Ses comptes terminés, Ullman referma le tiroir de la caisse d’un geste péremptoire. Il inscrivit ses initiales sur le bordereau et le glissa dans un porte-documents à fermeture éclair. Wendy remarqua l’expression de soulagement qui se peignit sur le visage du réceptionniste et compatit en silence. Ullman devait être le genre de patron à boucher les trous de la comptabilité en retenant la somme manquante sur le salaire de l’employé… et il devait savoir tondre sa victime sans lui arracher le moindre cri. Avec ses airs d’homme affairé et important, il n’éveillait guère sa sympathie. Comme tous les patrons qu’elle avait connus, homme ou femme, il devait être tout sucre tout miel avec les clients et, en coulisses, un véritable tyran avec le personnel.

— Mr. Torrance, appela Ullman sur un ton sec. Voulez-vous venir ici, s’il vous plaît ?

Jack se dirigea vers lui, faisant signe à Wendy et Danny de le suivre.

Le réceptionniste, qui avait disparu dans les bureaux du fond, réapparut, vêtu de son pardessus.

— Je vous souhaite de passer un bon hiver, Mr. Ullman.

— Ça m’étonnerait, dit Ullman d’un air absent. Le 12 mai, Braddock. Pas un jour de plus ni de moins.

— Oui, monsieur.

Braddock fit le tour du bureau de l’air grave et digne qui convenait à quelqu’un de sa situation. Mais, dès qu’il eut tourné le dos à Ullman, un grand sourire d’écolier espiègle gagna son visage. Il échangea quelques mots avec les deux filles qui attendaient qu’on vienne les chercher, puis s’éloigna, suivi de rires étouffés.

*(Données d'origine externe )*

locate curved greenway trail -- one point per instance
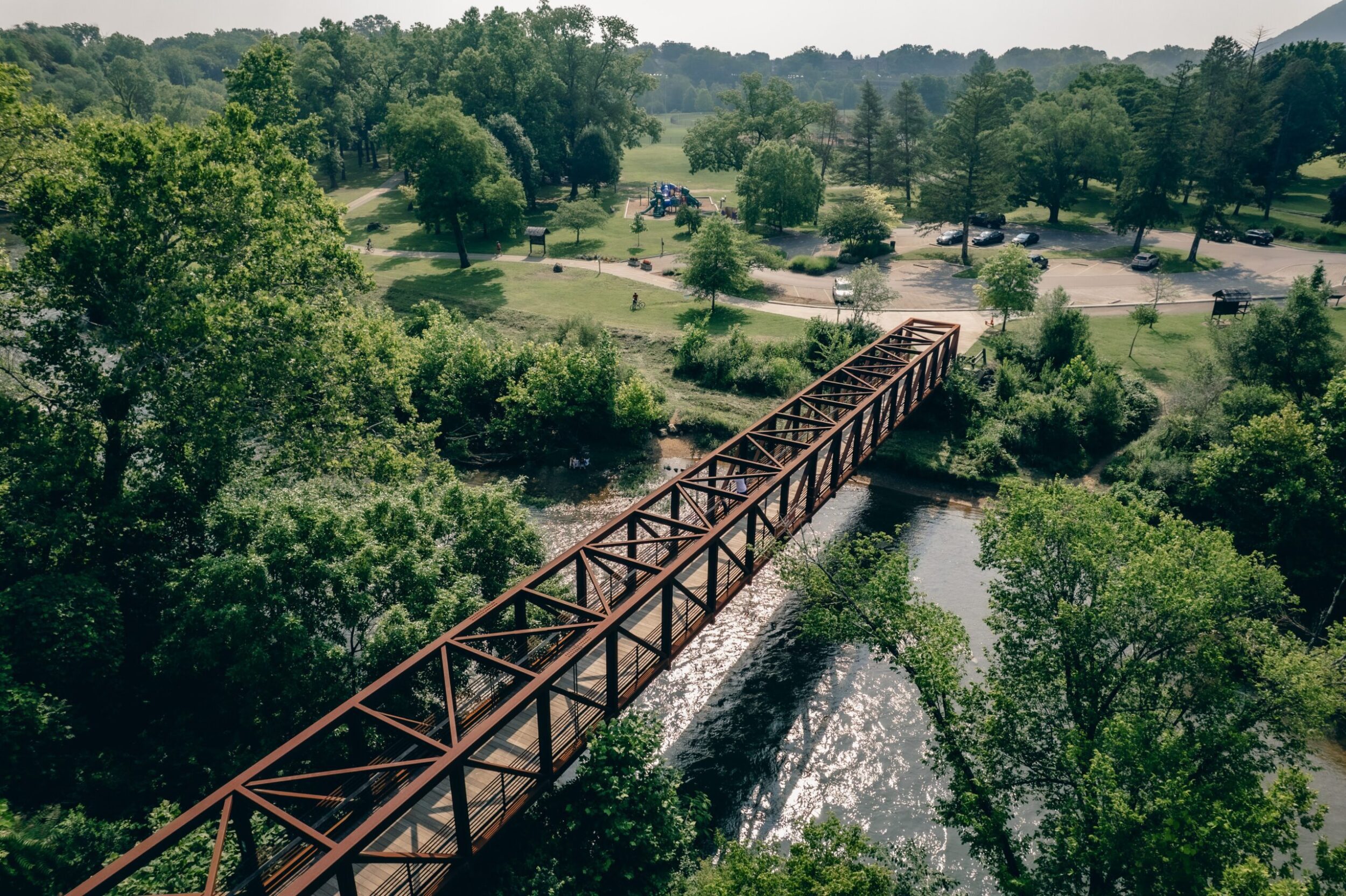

— L’Overlook est un hôtel magnifique, dit Ullman en s’animant. C’est un plaisir pour moi de vous le montrer.

« Ça ne m’étonne pas », pensa Wendy.

— Montons d’abord au troisième. Nous ferons notre tour de haut en bas, dit Ullman.

Il avait l’air réellement enthousiaste.

— Si vous avez autre chose à faire…, dit Jack.

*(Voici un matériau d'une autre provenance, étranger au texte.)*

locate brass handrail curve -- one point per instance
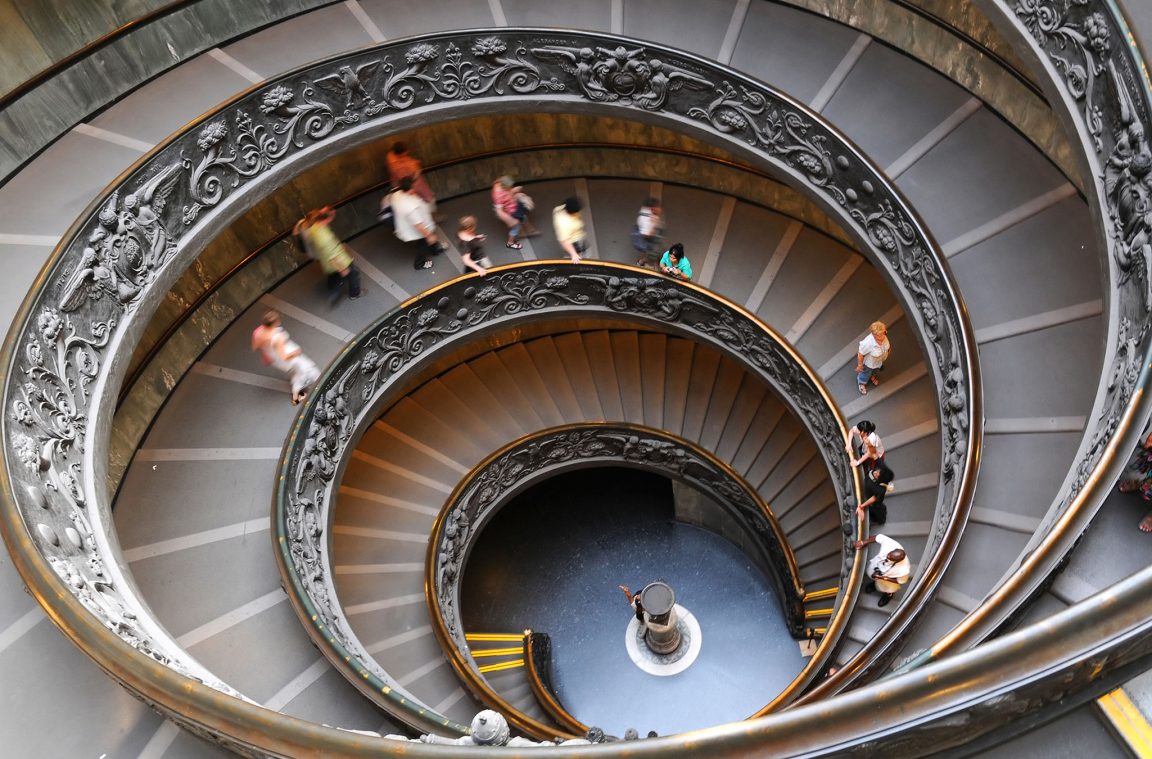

— Pas du tout, répondit Ullman. J’ai fermé boutique. C’est fini1, au moins pour cette année. Je vais passer la nuit à Boulder – au Boulderado, naturellement. C’est le seul hôtel convenable à l’est de Denver…, exception faite de l’Overlook lui-même, évidemment. Par ici.

L’ascenseur, une pièce de musée décorée de rinceaux en cuivre, s’affaissa nettement quand ils pénétrèrent à l’intérieur. Danny, qui n’était pas très rassuré, s’agita un peu. Ullman lui lança un sourire indulgent que Danny essaya de lui rendre, sans y parvenir.

— Ne crains rien, mon enfant, dit Ullman. On peut le prendre en toute confiance.

— C’est ce qu’on a dit du Titanic, dit Jack, admirant le globe en cristal taillé qui ornait le plafond.

Wendy se mordit les lèvres pour ne pas sourire.

Ullman, qui ne semblait pas goûter la plaisanterie, rabattit bruyamment la porte coulissante de la cabine.

— Le Titanic n’a fait qu’un voyage, Mr. Torrance. Cet ascenseur, lui, en a fait des milliers depuis sa mise en service en 1926.

— Voilà qui nous rassure, dit Jack, ébouriffant les cheveux de Danny. L’avion ne va pas s’écraser, prof.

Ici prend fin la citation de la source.